A inscrição fenícia da Paraíba (1871)
Em 1871, o IHGB recebeu uma carta vinda de uma localidade chamada Paraíba (existem várias regiões, cidades e rios com esse nome no Brasil). A mesma descrevia o encontro de uma grande laje na fazenda de Joaquim Alves da Costa, onde existiriam letras misteriosas, que foram copiadas pelo filho do fazendeiro e enviadas à capital. O então diretor do Museu Nacional (RJ), o arqueólogo Ladislau Neto, enviou aos jornais uma tradução dessas letras, que descreveriam uma expedição saída da cidade de Sidon (na Fenícia), durante o reinado de Hiram I, que se perdeu e veio parar no Brasil. A notícia correu o mundo, sendo noticiada por diversos periódicos e por grandes autoridades. Em 1874 os epigrafistas S. Euting e Schlottmann demonstraram que a inscrição era uma fraude. O próprio Ladislau Neto admitiu o seu equívoco no ano de 1885, em uma carta enviada à maior autoridade em feniciologia do século XIX, o francês Ernest Renan (Neto, 1885). Os membros do IHGB e do Museu Nacional tentaram localizar a fazenda onde havia sido realizada a descoberta, mas foi constatado que Joaquim Costa e sua fazenda não existiam. Foi um embuste realizado com a intenção de desmoralizar a academia imperial ou ao contrário, glorificar algum de seus membros. Nesta última hipótese, a maioria dos pesquisadores sempre considerou que Ladislau Neto teria feito a fraude. Mas segundo nossos estudos, a inscrição da Paraíba possivelmente foi executada pelo arqueólogo e epigrafista francês Conde de La Hure. Uma vingança pela falta de incentivo financeiro do IHGB às suas pesquisas na pré-história de Santa Catarina (Langer, 2000, p. 80-90).

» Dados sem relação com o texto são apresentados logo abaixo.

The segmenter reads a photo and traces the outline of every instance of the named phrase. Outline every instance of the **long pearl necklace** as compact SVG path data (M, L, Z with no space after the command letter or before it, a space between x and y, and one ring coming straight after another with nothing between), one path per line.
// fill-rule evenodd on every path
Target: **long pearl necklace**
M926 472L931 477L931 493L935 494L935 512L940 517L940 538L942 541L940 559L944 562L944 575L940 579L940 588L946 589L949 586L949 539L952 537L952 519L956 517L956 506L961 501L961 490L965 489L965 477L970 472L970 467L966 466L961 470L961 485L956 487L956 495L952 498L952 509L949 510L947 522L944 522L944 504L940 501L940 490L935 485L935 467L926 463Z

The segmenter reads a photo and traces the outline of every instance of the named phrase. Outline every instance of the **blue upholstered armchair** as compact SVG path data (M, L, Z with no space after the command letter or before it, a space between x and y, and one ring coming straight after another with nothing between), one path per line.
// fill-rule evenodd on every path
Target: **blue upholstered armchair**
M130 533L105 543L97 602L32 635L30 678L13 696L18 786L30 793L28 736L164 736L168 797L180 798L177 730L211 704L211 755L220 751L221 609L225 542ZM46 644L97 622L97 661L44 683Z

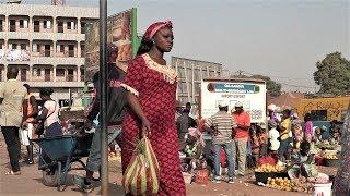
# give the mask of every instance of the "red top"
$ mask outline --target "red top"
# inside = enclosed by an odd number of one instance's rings
[[[243,111],[242,113],[233,112],[232,118],[237,125],[250,126],[250,117],[249,113]],[[249,131],[236,128],[235,138],[248,138]]]

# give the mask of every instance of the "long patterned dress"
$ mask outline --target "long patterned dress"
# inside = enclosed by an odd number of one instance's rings
[[[170,66],[154,62],[149,54],[131,61],[124,87],[135,94],[147,119],[151,123],[149,136],[160,164],[159,195],[186,195],[180,172],[177,131],[175,123],[175,97],[177,75]],[[140,138],[141,122],[129,109],[122,123],[121,160],[126,171]]]
[[[340,166],[335,181],[336,196],[350,195],[350,110],[348,109],[341,133]]]

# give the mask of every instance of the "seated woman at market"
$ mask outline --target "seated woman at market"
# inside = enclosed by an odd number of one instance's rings
[[[339,145],[339,140],[340,140],[339,132],[334,132],[330,134],[330,138],[329,138],[330,145]]]
[[[44,107],[42,108],[39,115],[32,121],[36,126],[38,126],[38,124],[40,123],[44,123],[43,133],[38,133],[36,131],[36,134],[44,134],[46,137],[62,135],[62,127],[59,123],[60,120],[58,118],[59,106],[51,98],[52,93],[54,90],[51,88],[39,89],[39,95],[42,100],[44,101]]]
[[[315,145],[319,145],[322,143],[324,143],[325,140],[323,139],[323,134],[325,133],[327,128],[326,127],[315,127],[315,136],[314,136],[314,142],[315,142]]]
[[[314,162],[314,154],[310,154],[311,145],[307,140],[303,140],[300,145],[300,152],[292,156],[292,162],[294,164],[310,164]]]

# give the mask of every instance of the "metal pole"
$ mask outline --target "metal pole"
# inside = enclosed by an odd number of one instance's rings
[[[101,122],[101,194],[108,195],[107,157],[107,0],[100,0],[100,122]]]

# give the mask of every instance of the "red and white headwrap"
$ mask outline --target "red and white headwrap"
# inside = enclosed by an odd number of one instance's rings
[[[164,27],[170,27],[173,28],[173,23],[171,21],[165,21],[165,22],[158,22],[149,26],[149,28],[145,30],[143,38],[145,39],[152,39],[153,36]]]

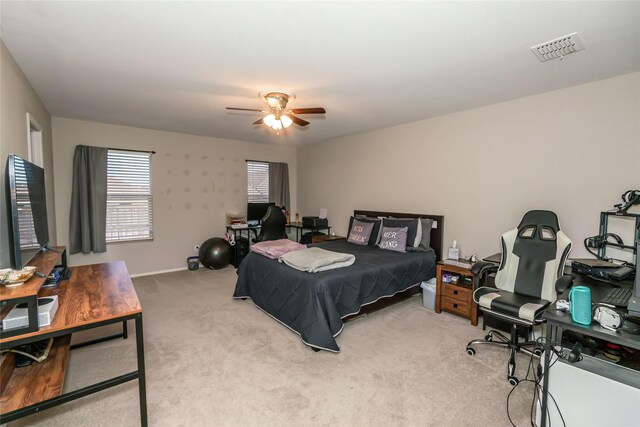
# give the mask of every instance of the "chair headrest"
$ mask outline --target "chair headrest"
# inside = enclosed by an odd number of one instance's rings
[[[542,225],[552,229],[554,232],[560,231],[558,215],[551,211],[529,211],[522,217],[518,230],[529,225]]]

A pedra de Diamantina (1970)
Na cidade de Diamantina (Minas Gerais), o sr. Jair Emídio Ferreira mudava o assoalho de sua casa, quando subitamente encontrou um estranho objeto: uma pequena rocha do tamanho de um prato, com desenhos e letras esculpidas em sua face. Jornais locais e nacionais da década de 1970 noticiaram com grande alarde que este vestígio teria origem fenícia. Segundo nossas análises, a figura tenta imitar uma espécie de sacerdote fenício-semita e as letras uma mistura do alfabeto hebraico com o latim: trata-se de uma fraude muito mal realizada que não despertou maiores atenções dos acadêmicos. A pedra de Diamantina encontra-se desaparecida. Segundo notícias veiculadas na região, ela teria sido vendida por Jair Ferreira para um colecionador norte-americano.
A pedra de Gaspar (1972)
No sítio arqueológico denominado Sambaqui de Poço Grande (Gaspar, SC), propriedade de Olimpio Hanemann, foi encontrada uma rocha com traços de alfabeto semítico. No dia 28 de junho de 1972 a imprensa local noticiou a descoberta do vestígio, afirmando tratar-se de uma promissória fenícia. Segundo o professor Evaldo Pauli da UFSC, estas inscrições poderiam constituir a prova de que navegantes semitas estiveram antes de Cabral no nosso país, tese compartilhada pelo frei Simão Voigt (RJ). Após muitos anos de debates e especulações, o renomado epigrafista Frank Moore Gross (Universidade de Harward) declarou que tratava-se de uma falsificação. O autor da fraude teria modificado as letras de um conhecido documento semítico, a inscrição Baal Libanon. O paradeiro atual da pedra de Gaspar é o Museu do Homem do Sambaqui, em Florianópolis (SC).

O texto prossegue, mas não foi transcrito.